Volume 2015 | Article ID 596797 | https://doi.org/10.1155/2015/596797

Prevalence and Risk Factors of Prostate Cancer in Chinese Men with PSA 4–10 ng/mL Who Underwent TRUS-Guided Prostate Biopsy: The Utilization of PAMD Score

Dong Fang,¹Da Ren,¹Chenglin Zhao,²Xuesong Li,¹Wei Yu,¹Rui Wang,²Huihui Wang,²Chenguang Xi,¹Qun He,¹Xiaoying Wang,²Zhongcheng Xin,¹and Liqun Zhou¹

Academic Editor: Charnita M. Zeigler-Johnson

Received04 May 2015

Revised01 Aug 2015

Accepted09 Aug 2015

Published18 Oct 2015

Abstract

Purpose. To elucidate the characteristics and risk factors for positive biopsy outcomes in Chinese patients with prostate specific antigen (PSA) 4–10 ng/mL and develop a risk-stratification score model. Methods. The data of 345 patients who underwent transrectal ultrasound-guided prostate biopsy between 2011 and 2013 was retrospectively analyzed. Digital rectal examination (DRE), prostate volume (PV), magnetic resonance imaging (MRI), and smoking status were also collected. Positive biopsy outcomes were defined as prostate cancer (PCa) and high grade PCa (HGPCa, Gleason ). Results. The median PSA was 7.15 (IQR 5.91–8.45) ng/mL. Overall 138 patients (40.0%) were shown to have PCa, including 100 patients (29.0%) with HGPCa. Smaller PV, elder age, MRI results, and positive DRE were proved to be predictive factors for positive biopsy outcomes in both univariate and multivariate analysis. We developed a “PAMD” score which combined the four factors to categorize patients into three risk groups, and the model performed good predictive sensitivity and specificity. Conclusion. The prevalence of prostate cancer in Chinese patients with PSA 4–10 ng/mL was 40%, including 29% patients with high grade disease. DRE, age, MRI, and PV were predictive factors for positive biopsy outcomes, and the PAMD score model could be utilized for risk-stratification and decision-making.

1. Introduction

Systematic transrectal ultrasound- (TRUS-) guided prostate biopsy is currently the standard practice for the diagnosis of prostate cancer (PCa) [1]. According to European Association of Urology (EAU) guidelines, the decision to undergo biopsy should be based on prostate specific antigen (PSA) and digital rectal examination (DRE) [1]. There has been significant development in the use of multiparametric-magnetic resonance imaging (MRI) in diagnosis of prostate cancer [2–4] in recent years, but whether MRI could act as a useful evaluating tool for the decision for biopsy remains unclear [5].

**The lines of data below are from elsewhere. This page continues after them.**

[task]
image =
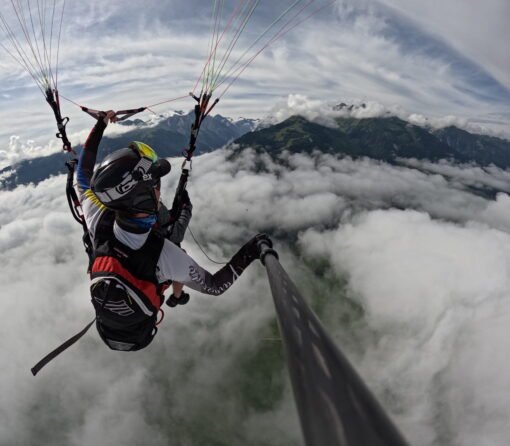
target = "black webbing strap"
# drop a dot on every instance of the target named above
(49, 357)
(121, 114)
(202, 110)
(54, 102)
(72, 197)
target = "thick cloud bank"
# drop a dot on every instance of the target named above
(406, 266)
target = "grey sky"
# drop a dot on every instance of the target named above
(428, 60)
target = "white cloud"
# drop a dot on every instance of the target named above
(427, 289)
(144, 58)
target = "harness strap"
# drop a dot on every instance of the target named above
(50, 356)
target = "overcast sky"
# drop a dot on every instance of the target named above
(435, 59)
(411, 268)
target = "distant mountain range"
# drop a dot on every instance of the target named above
(388, 139)
(169, 137)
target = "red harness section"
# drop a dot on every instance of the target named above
(107, 264)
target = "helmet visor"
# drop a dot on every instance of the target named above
(144, 150)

As the most commonly used screening tool, the elevated value of PSA often indicated the need for prostate biopsy. Traditionally 4 ng/mL was often regarded as the cut-off to consider biopsy [6], but controversy exists about the biopsy indication for patients with PSA between 4 and 10 ng/mL [7–9]. The positive rate ranges variously in previous reports (20.6%–39.1%) and PSA alone has low predictive accuracy [10].

Besides, there are few prostate cancer screening protocols in China, and the epidemiologic characteristics in this unique population are unknown [11–14]. It is essential to elucidate the prevalence of PCa in various PSA range, especially in the “gray zone,” to provide more optimal and personalized risk-based therapy options, and further achieve better disease management for patients with elevated PSA in China.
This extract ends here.